07.12.2012 | Czytano: 4628

Kaczmarczyk scenarzysta(+zdjęcia)

- Chłopaki mają charakter. Zostawili serce na parkiecie i zdołali odrobić 20- punktową stratę. Dziękuje im za to – powiedział trener nowotarskiej Piątki, Wojciech Polak, po inauguracyjnym meczu w ramach mikołajkowego turnieju koszykówki (rocznik 2002 i młodsi), który przez trzy dni rozgrywany jest w hali Gorców.

W imprezie udział biorą: Pogoń Ruda Śląska, WKS Śląsk Wrocław, GTK Gliwice, UKS Regis Wieliczka i UKS Piątka Nowy Targ. Dwie ostatnie ekipy zainaugurowały rozgrywki i swoja postawą na boisku rozgrzały widownię do czerwoności.

Pierwsze 10 minut nic nie zapowiadało emocji. Wydawało się, że mecz będzie bez historii, pod dyktando Wieliczki. Goście pierwszą kwartę wygrali 23:9. Sygnał do zmiany scenariusza w drugiej ćwiartce dał Sebastian Kaczmarczyk, który zdobywał punkty po indywidualnych akcjach i zbiórkach z deski. Zdobył ich w tej fazie 18. To syn Ryszarda, młodzieżowego trenera roku 2011 w Plebiscycie Sportowego Podhala. Szkoda, że tata tego nie widział, dotarł do hali dopiero na końcówkę meczu. Ale mama i córka zdadzą mu reakcję. Sebastian swoją postawą poderwał kolegów do walki. Druga piątka niesiona na fali dopingu rodziców i dyrektora SP 5 Krzysztofa Kurandy odrabiała starty, by zakończyć pierwszą część meczu jednopunktowym mankiem.

 

- Przeciwnik wystawił w pierwszej kwarcie najmocniejszą piątkę, a my w drugiej. Tak przynajmniej można wnioskować po wyniku – odparł trener Piątki.
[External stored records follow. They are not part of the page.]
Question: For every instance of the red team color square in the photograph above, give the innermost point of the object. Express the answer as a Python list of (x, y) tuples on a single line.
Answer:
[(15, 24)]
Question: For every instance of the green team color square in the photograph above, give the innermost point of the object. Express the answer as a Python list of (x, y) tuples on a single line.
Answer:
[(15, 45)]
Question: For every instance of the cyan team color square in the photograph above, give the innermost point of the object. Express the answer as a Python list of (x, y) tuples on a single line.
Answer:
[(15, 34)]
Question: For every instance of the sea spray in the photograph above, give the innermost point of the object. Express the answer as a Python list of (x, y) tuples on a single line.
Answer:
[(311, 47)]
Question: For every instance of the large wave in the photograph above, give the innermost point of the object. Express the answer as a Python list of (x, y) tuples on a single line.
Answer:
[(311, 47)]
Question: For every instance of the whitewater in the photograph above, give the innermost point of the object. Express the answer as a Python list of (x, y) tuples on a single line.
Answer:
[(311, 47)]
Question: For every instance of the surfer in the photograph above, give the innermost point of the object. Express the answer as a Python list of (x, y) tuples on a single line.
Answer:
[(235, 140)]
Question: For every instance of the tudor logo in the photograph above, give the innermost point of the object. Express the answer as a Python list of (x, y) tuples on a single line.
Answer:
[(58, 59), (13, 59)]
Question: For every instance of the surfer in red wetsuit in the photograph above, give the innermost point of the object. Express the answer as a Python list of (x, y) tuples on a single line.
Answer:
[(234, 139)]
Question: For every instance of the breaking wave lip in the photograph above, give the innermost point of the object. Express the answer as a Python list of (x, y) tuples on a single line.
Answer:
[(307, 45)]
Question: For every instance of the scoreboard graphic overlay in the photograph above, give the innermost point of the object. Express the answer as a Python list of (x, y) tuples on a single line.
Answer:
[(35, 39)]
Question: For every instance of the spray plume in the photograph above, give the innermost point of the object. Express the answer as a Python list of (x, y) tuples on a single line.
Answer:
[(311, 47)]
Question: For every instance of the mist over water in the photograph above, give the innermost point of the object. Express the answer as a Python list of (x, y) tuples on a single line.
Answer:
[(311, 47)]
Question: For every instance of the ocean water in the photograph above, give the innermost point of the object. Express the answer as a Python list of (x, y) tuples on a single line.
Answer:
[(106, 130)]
Kolejne dwie odsłony były bardzo zacięte, a wynik ciągle oscylował wokół remisu. Nowotarżanie przegrywali różnicą 1-5 punktami i cały czas gonili. Mecz przypominał kolarski wyścig na dochodzenie, ale góralom nie udało się wyjść na prowadzenie. Taka gra kosz za kosz utrzymywała się aż na niespełna 3 minuty przed końcem meczu. Wtedy „fizyka” gości wzięła górę. Szczególnie jednego zawodnika - Jędrzejczyka, którego wejścia pod kosz były imponujące. W sumie zdobył 33 punkty i przesądził o pewnym zwycięstwie swojej drużyny.

 

- Dla Wieliczki to jest piąty turniej od września, dla nas pierwszy – mówi Wojciech Polak. – To było widać. Do tej pory rozegraliśmy dwa towarzyskie spotkania z Wieliczką, ale bez sędziów. Moi chłopcy po raz pierwszy zetknęli się z taką imprezą i na pewno to ich zdeprymowało w pierwszej kwarcie. Wieliczka fizycznie od nas była lepsza i to uwidoczniło się w ostatnich fragmentach meczu. Ich najwyższy zawodnik jest dobrze, jak na swój wiek, wyszkolony technicznie, potrafi świetnie wjeżdżać pod kosz. Jego gra zdecydowała o naszej porażce.

UKS Piątka Nowy Targ – UKS Regis Wieliczka 65:80 (9:23, 24:11, 14:24, 18:22)
Piątka: Kaczmarczyk 33, Harbut, Zgierski 10, Trzciński 3, Jaskierski 10, Janusz, Giełczyński 3, Ciaś, Żiwkowicz, K. Bryniarski 6, B. Bryniarski, Ormiański. Trener Wojciech Polak.